Ao mesmo tempo, Leonardo vai namorando com alguns sabores portugueses sem grande preocupação de encontrar etiquetas para tudo o que faz. “Formei-me como profissional de cozinha lá fora e acho natural que o meu trabalho reflicta a minha formação. Essa guerra entre o gosto português e o gosto de fora ainda não aconteceu na minha cabeça. Se calhar vai acontecer um bocadinho mais para a frente. Ainda não cheguei àquele ponto em que pergunto a mim próprio por que é que não pego num frango de churrasco e o tento colocar num prato. Talvez venha a acontecer. Mas levo as minhas batalhas um dia de cada vez.”

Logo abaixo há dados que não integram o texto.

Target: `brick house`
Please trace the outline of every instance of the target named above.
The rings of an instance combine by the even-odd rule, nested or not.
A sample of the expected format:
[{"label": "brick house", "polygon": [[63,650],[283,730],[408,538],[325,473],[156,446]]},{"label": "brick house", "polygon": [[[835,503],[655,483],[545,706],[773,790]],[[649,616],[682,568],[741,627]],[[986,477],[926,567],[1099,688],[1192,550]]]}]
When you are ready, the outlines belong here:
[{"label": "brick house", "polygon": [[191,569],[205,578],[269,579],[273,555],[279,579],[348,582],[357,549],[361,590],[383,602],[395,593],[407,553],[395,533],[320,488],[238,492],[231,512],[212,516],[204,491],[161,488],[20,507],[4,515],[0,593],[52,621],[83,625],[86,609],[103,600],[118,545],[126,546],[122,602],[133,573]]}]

Diz-se “fascinado” pela cozinha do Norte de África e anda a pensar nas ligações com a cozinha portuguesa de há uns séculos, quando “tínhamos uma maior diversidade não só de iguarias mas de formas de confeccionar os alimentos”. Começou a interessar-se, por exemplo, pelas gemas de ovos, produto que a doçaria portuguesa tão bem trabalha. “Ainda ontem experimentámos cozinhar uma gema num garum [molho feito com as vísceras dos peixes fermentadas, que era muito apreciado pelos romanos]. A primeira coisa que fizemos aqui foi experiências com garum de chicharro, de carapau, de cavala. Agora tentámos cozinhar a gema nesse líquido, que já tem cinco meses. Quem sabe se começa aqui esta pequena travessia…”.

A prova

Para perceber os caminhos da cozinha de Leonardo Pereira temos que nos sentar à mesa. Vamos, então. Ficamos ao balcão, com vista privilegiada para o espectáculo na cozinha. Equipa a postos, grande concentração, uma dança exótica de corpos que se evitam no último segundo, de pratos que se equilibram, de caixas que passam constantemente de uma bancada para a outra. Cada um com a sua função, mas sempre atentos a uma ordem do chef para ajudarem outro que precise.

Os pedidos chegam e o ritmo acelera. Ouvem-se “sim, chef!” daqui e dali. Luke, o coreano brincalhão, já não tem tempo para brincar — está atento à carne. Lukas, o sueco, prepara os nabos de uma das entradas. Kiki aparece com os pães que fez e que são acompanhados por uma pasta de favas decorada com flores de borragem. Simone, a estagiária, está ali para dar uma ajuda onde for necessário. E André parece um raio, tão depressa de um lado da bancada como do outro, concentração ao máximo.

Todos parecem ter um ouvido especialmente sintonizado para captar cada uma das ordens que Leonardo, ao comando nos fogões e agitando vários pequenos tachos ao mesmo tempo, vai dando. Controlam-se os minutos de cada coisa para a máxima coordenação e garantia de que no momento do empratamento nada fique à espera a arrefecer.

Chegam as primeiras entradas: uns óptimos nabos frescos (os mesmos que Simone tinha estado a lavar à tarde e Lukas a preparar há momentos) com uma emulsão de manteiga noisette e trigo sarraceno; ovos de codorniz com botelho-comprido (uma alga de Aveiro) e sal fumado; curgetes com flor de laranjeira e crème fraiche.

De seguida, um prato com folhas de diferentes variedades de alface, lagostins do rio e pétalas de rosa; um delicioso coalho de leite com caldo de presunto e rebentos de vinha; cebolas novas assadas com sementes de coentro e manteiga de ovelha; choco com vinagrete de perpétuas; espargos brancos assados com água de tempeh (fermentação feita com grão de bico); tendões de vaca com alcachofras e um molho feito com levedura tostada; e o prato de carne, porco com molho de sangue e mizuna (folhas de mostarda japonesa).